Er zijn 21 instellingen waar het weerstandsvermogen te laag is en waar bij ongewijzigd beleid de financiële continuïteit in gevaar komt, terwijl er onvoldoende of geen maatregelen getroffen worden. Deze instellingen heb ik een brief gezonden en aangekondigd dat op korte termijn overleg met hen plaatsvindt. Ik heb deze instellingen, al naar gelang de aard van de instelling en de aard van de problemen, verzocht de volgende mogelijkheden nader te onderzoeken:

• Het risicoprofiel nadrukkelijker in beeld te brengen;

• De woningmarktomstandigheden in kaart te brengen (met name betrekking hebbend op de opgave in het kader van de herstructurering);

• Een strategisch beleidsplan op te stellen;

• Een financiële meerjarenraming op te stellen (langer dan vijf jaar);

• Het draagvlak te verbreden (met name instellingen met eenzijdig opgebouwd bezit: monumenten, studentenhuisvesting, ouderenhuisvesting);

• Woningen te verkopen;

• Bedrijfswaardeberekeningen te actualiseren;

• Een fusiepartner te zoeken.

Inmiddels zijn de jaarstukken van alle instellingen over 1998 ontvangen. De instellingen die in 1997 een te laag weerstandsvermogen hadden (respectievelijk de 57 en 21 instellingen uit het nadere onderzoek) zullen met speciale aandacht beoordeeld worden. In de loop van december zal ik u middels het Toezichtsverslag sociale huursector 1998 wederom berichten wat de stand van zaken is, zowel voor wat betreft de doeltreffendheid, de rechtmatigheid als de financiële continuïteit van de sector als geheel.

Ik verwacht u hiermee voldoende geïnformeerd te hebben.

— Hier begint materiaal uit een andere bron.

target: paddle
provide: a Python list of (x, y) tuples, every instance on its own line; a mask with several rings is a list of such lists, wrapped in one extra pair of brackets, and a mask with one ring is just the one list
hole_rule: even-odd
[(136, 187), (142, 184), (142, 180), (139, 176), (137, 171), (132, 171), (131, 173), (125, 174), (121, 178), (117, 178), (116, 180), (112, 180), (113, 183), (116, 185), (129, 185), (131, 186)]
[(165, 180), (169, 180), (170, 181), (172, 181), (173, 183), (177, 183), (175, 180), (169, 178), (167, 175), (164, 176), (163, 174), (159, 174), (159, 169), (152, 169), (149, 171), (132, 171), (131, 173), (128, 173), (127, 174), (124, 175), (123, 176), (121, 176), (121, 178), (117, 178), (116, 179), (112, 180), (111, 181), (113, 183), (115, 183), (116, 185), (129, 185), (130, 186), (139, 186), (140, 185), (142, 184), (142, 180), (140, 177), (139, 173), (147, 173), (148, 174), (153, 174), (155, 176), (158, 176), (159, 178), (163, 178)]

De Staatssecretaris van Volkshuisvesting, Ruimtelijke Ordening en Milieubeheer,

J. W. Remkes


XNoot
1

Ter inzage gelegd bij de afdeling Parlementaire Documentatie.

XNoot
1

Een van deze drie is inmiddels wel beoordeeld en voldoende draagkrachtig bevonden. De andere twee worden op basis van de jaarstukken over 1998 met prioriteit beoordeeld.